As an outsider, Mitchell said one challenge was making
locals comfortable enough with him that he could get real
glimpses into their lives. “Everyone was a bit – I wouldn’t
say stand-offish, but they do like keeping themselves to
themselves,” he said. “But if you’re there for four days,
people see you knocking about and eventually start
talking to you.”
Double lives
Events like the sing-along are the only kind of nightlife
on the island. “There are no pubs and no shops.
But there is a post office,” Mitchell said.
Keeping the island’s infrastructure going requires
everyone to pitch in; most of the island’s residents
have multiple jobs. One works at the school and
is a fireman at the airport; another manages the
post office and gives tours of the island to visitors.
And all of them own at least a handful of animals,
mostly sheep.
To market, to market
Aside from tourism – Foula’s seabird population means
it draws a few hundred bird-watchers each summer – the
main industry here is crofting, or small-scale farming,
mainly with sheep.
But unlike many other crofting communities, getting
these sheep to market involves a journey over the
North Atlantic. The twin-prop plane that flies here
from Mainland isn’t exactly conducive to moving
livestock. Instead, the animals (along with anything
else particularly bulky) have to go by boat, like
these lambs heading off to be sold for their
wool and meat.
Born to be wild
Because the island is so small, and because everyone
knows each other, many of the animals roam free.
Mitchell was taking a picture from the side of the
road when he saw these Shetland ponies. “I could
see these ponies in the distance, running down the
road – and they all started grouping together,” he said.
“That’s how you come across pictures in a story like
this. Things just start to happen.”
Like the sheep, the ponies rarely live their lives out on
Foula; instead, as a popular breed both for showing
and for riding, they tend to be sold elsewhere.
Chance meeting
Crofter Eric Ibister, 78, grew up on Foula. He’s left the
island only twice – and one of those two times was
for his own birth. Initially Mitchell was going to be
introduced to Eric by another islander. But Mitchell
wound up driving past Ibister’s house and saw him
feeding his cow, Daisy, and goat, Dixy, outside.
On a whim, Mitchell stopped to say hello and ask
if he could snap a few photographs.
To his surprise, Ibister was effusive, telling him to
come right inside – even though people had told
Mitchell not to “spring” on him.

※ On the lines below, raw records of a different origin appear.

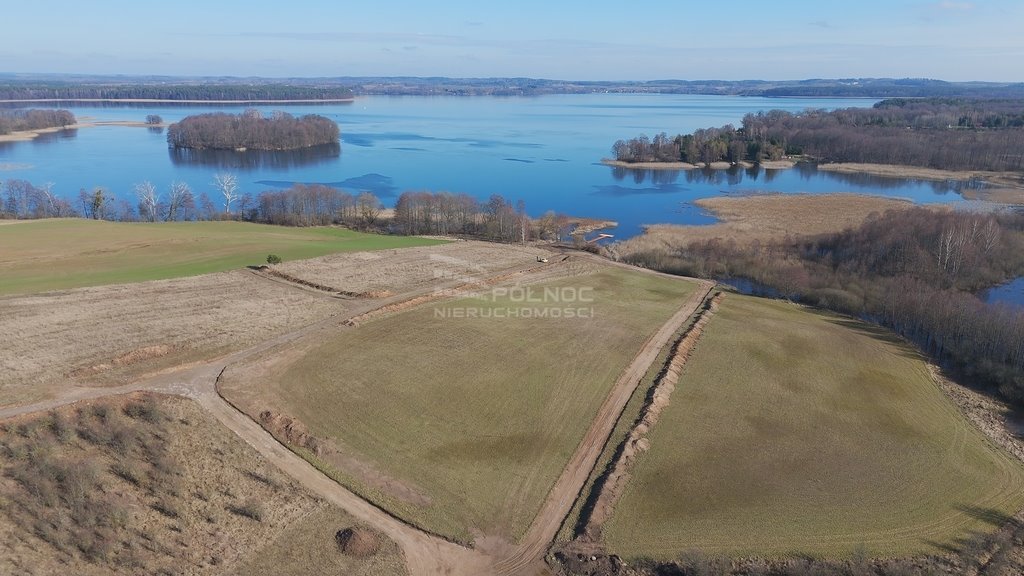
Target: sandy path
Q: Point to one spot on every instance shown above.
(527, 558)
(425, 554)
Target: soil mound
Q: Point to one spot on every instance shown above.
(358, 542)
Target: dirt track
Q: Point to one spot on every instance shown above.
(425, 554)
(527, 558)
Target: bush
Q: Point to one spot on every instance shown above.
(250, 508)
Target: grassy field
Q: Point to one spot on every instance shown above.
(794, 432)
(467, 422)
(58, 254)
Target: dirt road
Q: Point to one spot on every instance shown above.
(425, 554)
(527, 558)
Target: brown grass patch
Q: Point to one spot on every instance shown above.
(1005, 187)
(764, 217)
(370, 274)
(110, 335)
(140, 484)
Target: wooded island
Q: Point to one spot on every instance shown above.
(250, 130)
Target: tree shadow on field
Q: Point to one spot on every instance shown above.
(988, 516)
(875, 332)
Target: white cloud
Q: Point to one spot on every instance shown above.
(950, 5)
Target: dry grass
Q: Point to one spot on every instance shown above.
(110, 334)
(146, 485)
(393, 271)
(309, 547)
(462, 425)
(763, 217)
(58, 254)
(794, 432)
(1005, 187)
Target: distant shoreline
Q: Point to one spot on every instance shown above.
(26, 135)
(768, 164)
(163, 100)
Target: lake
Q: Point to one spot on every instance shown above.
(1011, 293)
(543, 150)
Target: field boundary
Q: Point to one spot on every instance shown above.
(608, 488)
(569, 486)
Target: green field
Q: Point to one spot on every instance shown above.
(478, 415)
(799, 433)
(58, 254)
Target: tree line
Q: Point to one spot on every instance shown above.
(952, 134)
(245, 92)
(439, 213)
(17, 120)
(911, 271)
(252, 131)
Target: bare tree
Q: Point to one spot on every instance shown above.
(369, 207)
(180, 195)
(147, 200)
(227, 183)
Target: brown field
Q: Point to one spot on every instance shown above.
(409, 269)
(111, 334)
(1007, 188)
(154, 485)
(751, 218)
(460, 425)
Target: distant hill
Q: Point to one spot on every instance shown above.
(27, 86)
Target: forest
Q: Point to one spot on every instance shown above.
(911, 271)
(950, 134)
(17, 120)
(301, 205)
(245, 92)
(250, 130)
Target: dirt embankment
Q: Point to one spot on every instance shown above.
(409, 269)
(610, 490)
(990, 416)
(267, 271)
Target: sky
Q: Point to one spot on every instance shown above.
(955, 40)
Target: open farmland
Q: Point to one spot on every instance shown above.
(793, 432)
(58, 254)
(146, 484)
(460, 425)
(113, 334)
(110, 335)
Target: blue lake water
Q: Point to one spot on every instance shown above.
(1010, 293)
(544, 151)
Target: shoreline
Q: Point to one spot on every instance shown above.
(761, 218)
(768, 165)
(164, 100)
(1005, 188)
(28, 135)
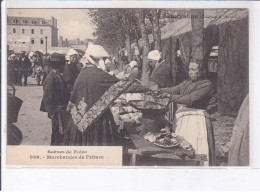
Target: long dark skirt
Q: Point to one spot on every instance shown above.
(102, 133)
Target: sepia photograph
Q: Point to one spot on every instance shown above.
(128, 87)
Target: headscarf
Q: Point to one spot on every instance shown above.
(133, 64)
(154, 55)
(70, 53)
(95, 51)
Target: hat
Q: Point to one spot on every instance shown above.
(154, 55)
(56, 59)
(96, 51)
(72, 52)
(107, 61)
(133, 64)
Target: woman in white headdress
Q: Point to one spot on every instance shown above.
(70, 70)
(94, 91)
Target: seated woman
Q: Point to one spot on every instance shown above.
(192, 121)
(194, 92)
(91, 122)
(160, 76)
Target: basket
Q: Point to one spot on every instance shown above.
(13, 106)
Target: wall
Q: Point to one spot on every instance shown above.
(47, 31)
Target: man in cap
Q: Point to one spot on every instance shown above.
(71, 70)
(55, 96)
(11, 68)
(161, 74)
(23, 69)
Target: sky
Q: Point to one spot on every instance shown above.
(72, 23)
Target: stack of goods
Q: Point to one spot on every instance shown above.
(123, 112)
(164, 138)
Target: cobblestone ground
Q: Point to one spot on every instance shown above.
(222, 126)
(34, 124)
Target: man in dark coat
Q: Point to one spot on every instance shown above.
(12, 68)
(23, 69)
(161, 74)
(194, 92)
(71, 71)
(55, 97)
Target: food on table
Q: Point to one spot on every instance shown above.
(183, 143)
(145, 105)
(167, 140)
(150, 137)
(165, 130)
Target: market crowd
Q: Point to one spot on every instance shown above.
(80, 88)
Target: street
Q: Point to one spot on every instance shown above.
(34, 124)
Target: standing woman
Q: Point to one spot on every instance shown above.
(55, 96)
(71, 71)
(91, 122)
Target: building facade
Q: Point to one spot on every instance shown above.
(31, 33)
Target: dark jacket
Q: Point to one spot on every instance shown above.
(70, 73)
(55, 92)
(24, 65)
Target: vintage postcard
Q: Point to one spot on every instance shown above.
(116, 87)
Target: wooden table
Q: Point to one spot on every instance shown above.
(148, 154)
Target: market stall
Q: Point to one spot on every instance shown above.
(144, 118)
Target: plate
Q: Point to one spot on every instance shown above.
(164, 146)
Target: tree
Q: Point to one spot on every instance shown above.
(154, 17)
(197, 24)
(115, 28)
(140, 14)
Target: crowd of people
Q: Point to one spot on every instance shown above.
(79, 88)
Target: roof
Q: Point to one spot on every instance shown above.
(211, 17)
(28, 21)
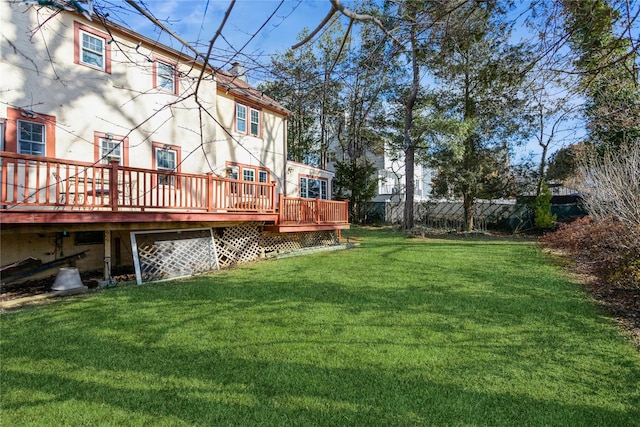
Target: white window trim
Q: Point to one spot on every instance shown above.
(248, 120)
(324, 184)
(43, 142)
(107, 158)
(83, 48)
(168, 180)
(160, 64)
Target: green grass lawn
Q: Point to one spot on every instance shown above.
(393, 332)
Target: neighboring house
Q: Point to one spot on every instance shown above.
(109, 137)
(388, 203)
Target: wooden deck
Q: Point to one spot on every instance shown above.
(40, 191)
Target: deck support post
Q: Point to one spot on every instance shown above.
(107, 255)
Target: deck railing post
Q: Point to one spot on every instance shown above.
(209, 192)
(273, 196)
(114, 184)
(281, 211)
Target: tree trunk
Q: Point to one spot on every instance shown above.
(409, 147)
(467, 203)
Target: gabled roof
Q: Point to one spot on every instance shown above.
(238, 87)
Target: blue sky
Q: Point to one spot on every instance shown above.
(256, 28)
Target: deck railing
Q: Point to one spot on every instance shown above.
(312, 211)
(29, 182)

In retrospect,
Mitchell said, laughing, “we think it was mistaken
identity... His eyesight’s not the best.”
Mitchell was staying with another local who Ibister
knew well. The two were about the same height,
wore a similar flat cap and Mitchell had borrowed
his car. “But once I was in, we got to chatting,”
Mitchell said, adding that the crofter very quickly
realised Mitchell was not, in fact, the islander he
knew. “I was there for 1.5 hours.”
Into the past
“His house is like stepping back in time. It’s really
like what an old croft house would have looked like,
” Mitchell said of Ibister’s home. Along with plenty of
old books and vinyl records, the crofter also has a
cast-iron stove in the middle of the living room, both
for cooking and for warming up the house during
winter, when temperatures can drop below freezing.
Peaceful paradox
Most visitors to Foula worry that they’ll get stuck
there because of the weather. And thanks to the
frequency of storms, that’s a common occurrence.
But, perhaps surprisingly, this is one reason why
Taylor loves living on the island. “The best part of
it is when you know you’re cut off, and that there’s
not going to be any transport, and you know
everybody on the island,” he said. “It’s very rare
you’re going to come up against any types of
emergencies, any problems. It’s very relaxing.”
That’s the paradox of a place like Foula. It may
be far from the institutions most communities depend
on, like hospitals or police. But that very distance
makes for a self-sustaining community – one where
residents have the peace of mind that can only come
from confidence in being able to survive on your own.